Connection Pool and thread pool setting in Java
You might want to think about a few more parameters:
1. Max concurrent request parameter for the database. Cloud providers have different limits of concurrent requests for different tiers, you might want to check yours.
2. When you say 50-200 ms, although it is difficult to say, are there 8 requests of 50ms and 2 requests of 200ms on an average or all of them pretty much the same? Why? Your doQuery might be limited by the query taking maximum time (which is 200ms), but the threads taking 50 ms will get released after it's task is done making them available for next set of requests.
3. What is the QPS you are expecting to receive?
Some calculations: If a single request takes 10 threads, and you have provisioned 100 connections with 100 concurrent query limit, assuming 200ms for each query, you can only handle 10 requests at a time. Maybe a little better than 10 if most queries take 50ms or so (but I wouldn't be optimistic).

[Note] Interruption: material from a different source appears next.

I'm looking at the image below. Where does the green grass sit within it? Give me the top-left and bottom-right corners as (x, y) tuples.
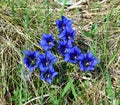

Of course, some of these calculations goes for a toss if any of your queries takes >200ms (network latency or anything else) , in which case I recommend you have a circuit breaker, either at the connection end (if you are allowed to abort the query after a timeout) or at the API end.
Note : max connection limit is not the same as max concurrent query limit.
Suggestion: Since you need response under 500ms, You can also have a connectionTimeout of about 100-150ms on the pool. Worst case: 150ms connection timeout + 200ms query execution + 100ms for application processing < 500ms for your response. Works.